Spatial user interface

Vikas Yadav
Mar 31, 2018 · 6 min read

Spatial UI is a new paradigm for mobile platform. Some may see AR features on popular apps like Instagram, Snapchat and Messenger but most content these apps host in AR mode is 2-dimensional. Spatial UI can host content which is 3-dimensional in nature. Depending on use case, this content can involve complex interactions with the content.

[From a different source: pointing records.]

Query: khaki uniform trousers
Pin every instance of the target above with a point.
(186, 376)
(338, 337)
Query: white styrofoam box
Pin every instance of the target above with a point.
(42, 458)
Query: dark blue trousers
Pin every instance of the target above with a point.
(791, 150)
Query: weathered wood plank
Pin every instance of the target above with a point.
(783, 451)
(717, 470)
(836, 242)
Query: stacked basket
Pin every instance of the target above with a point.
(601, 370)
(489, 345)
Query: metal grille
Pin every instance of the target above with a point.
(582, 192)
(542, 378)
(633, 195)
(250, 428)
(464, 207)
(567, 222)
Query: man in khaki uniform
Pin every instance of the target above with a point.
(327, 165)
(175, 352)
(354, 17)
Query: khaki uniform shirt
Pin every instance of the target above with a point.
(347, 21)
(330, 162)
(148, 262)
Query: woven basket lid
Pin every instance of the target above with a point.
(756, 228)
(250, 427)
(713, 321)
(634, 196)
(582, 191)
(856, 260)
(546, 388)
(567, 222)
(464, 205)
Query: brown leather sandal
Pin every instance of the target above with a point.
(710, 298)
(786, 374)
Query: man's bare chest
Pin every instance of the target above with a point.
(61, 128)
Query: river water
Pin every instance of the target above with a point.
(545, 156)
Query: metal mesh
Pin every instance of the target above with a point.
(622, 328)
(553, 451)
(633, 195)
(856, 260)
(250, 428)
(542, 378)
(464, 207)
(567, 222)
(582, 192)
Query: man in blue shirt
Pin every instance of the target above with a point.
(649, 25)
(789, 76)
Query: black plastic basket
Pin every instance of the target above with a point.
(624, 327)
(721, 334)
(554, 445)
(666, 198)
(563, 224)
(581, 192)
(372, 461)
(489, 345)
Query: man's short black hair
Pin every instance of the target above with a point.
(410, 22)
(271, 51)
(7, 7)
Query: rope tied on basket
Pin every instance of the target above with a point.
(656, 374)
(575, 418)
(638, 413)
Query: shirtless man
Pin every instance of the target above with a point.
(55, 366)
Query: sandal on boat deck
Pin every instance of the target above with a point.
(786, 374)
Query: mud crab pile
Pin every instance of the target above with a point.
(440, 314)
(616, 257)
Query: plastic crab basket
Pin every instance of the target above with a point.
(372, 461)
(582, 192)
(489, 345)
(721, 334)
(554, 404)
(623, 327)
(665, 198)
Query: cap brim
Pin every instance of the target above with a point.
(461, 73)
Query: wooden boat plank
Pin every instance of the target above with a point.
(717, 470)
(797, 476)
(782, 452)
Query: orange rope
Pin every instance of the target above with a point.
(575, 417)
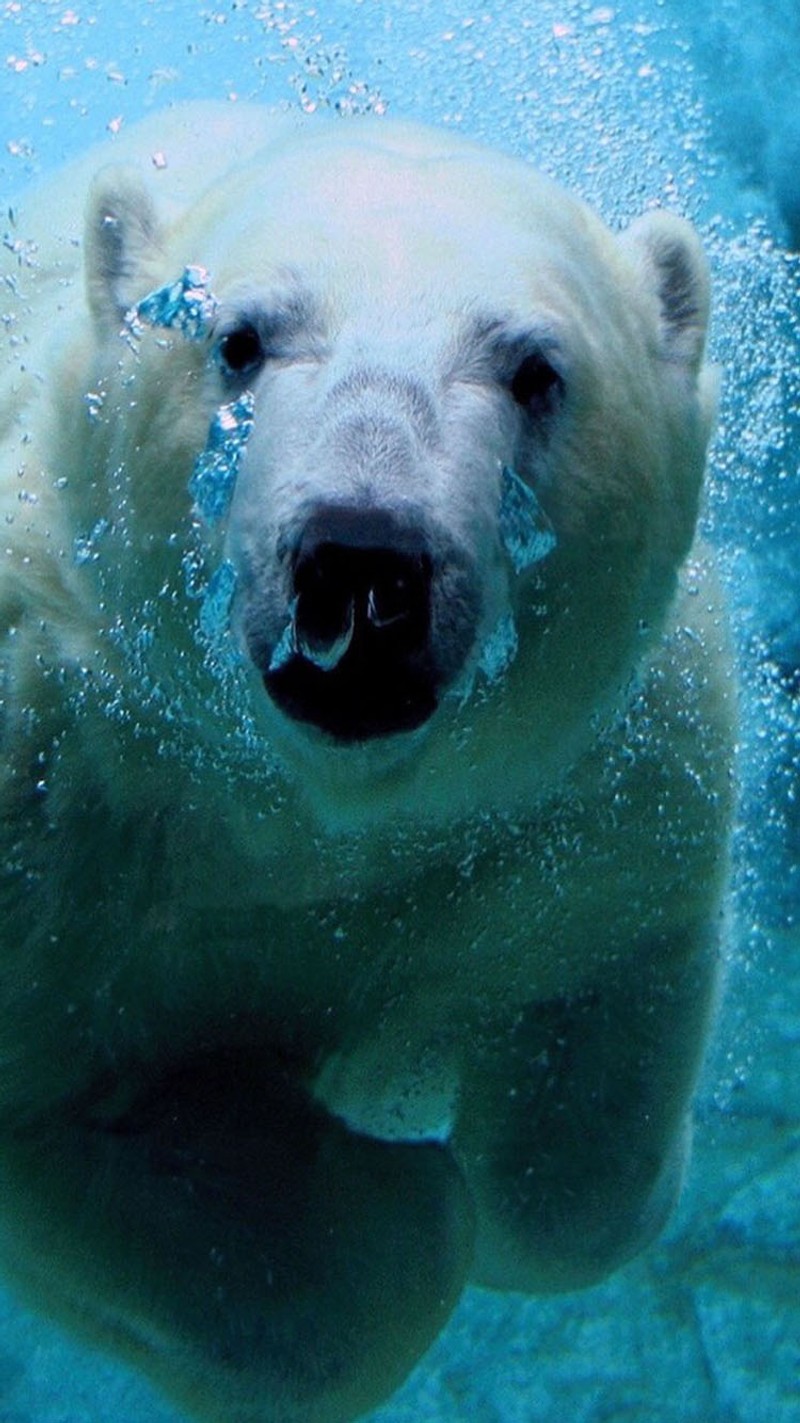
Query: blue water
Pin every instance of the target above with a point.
(699, 107)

While designing for Spatial UI, plethora of considerations have to be made on content type, state, indicators and interactions. In this section, we’ll understand building blocks of Spatial UI and how can we approach designing Spatial UI.

Principles

  1. Inspired from nature : Since spatial UI has more dimensionality, we can observe depth, shadow and light in nature to impart richness to the augmented content. Depth related to volumetric presence of an object with respect to its environment, shadow relates to ground an object with respect to detected surface/plane and light relates to rendering an object, since rendering a flat virtual object will appear to be out of place.
  2. Simple and intuitive interactions : Considering that interactions made with spatial content have to be complimentary to mobile platform, we should consider handling of the phone to approach interactions. We can build complex interaction in apps but for a user handling phone with one hand, can fast become a struggle and point of frustration. Strategizing interactions will depend on context and function an app has been designed for but we should think about intuitive interactions as part of the experience. For example, since we usually double-tap to zoom in a picture or webpage on a mobile, we can consider a similar interaction for scaling spatial content in increments. Since we navigate pictures and files by dragging on the screen, we can use a similar model for dragging spatial content on the screen.
  3. Context responsive approach : Context appropriate interactions can help minimize steps for users to manage spatial content. Such demands a deeper understanding of technical frameworks from designers to make use of most appropriate features sets.

As soon as IKEA Place detects a horizontal plane, it augments selected furniture in the center of the screen which appears to be 1:1 scale with respect to user’s environment. Once augmented, app automatically scales furniture(virtual object) based on object’s vertical displacement initiated by the user making it fit well perspectively with user’s environment.

IKEA Place detects a horizontal plane and augments virtual object as an (ARanchor) on the plane, as a user displaces this anchor vertically, framework send relative position of (ARanchor) to scale virtual object respectively. An (ARanchor) contains both location and orientation information, in this example IKEA Place particularly uses location information of (ARanchor) to scale virtual objects.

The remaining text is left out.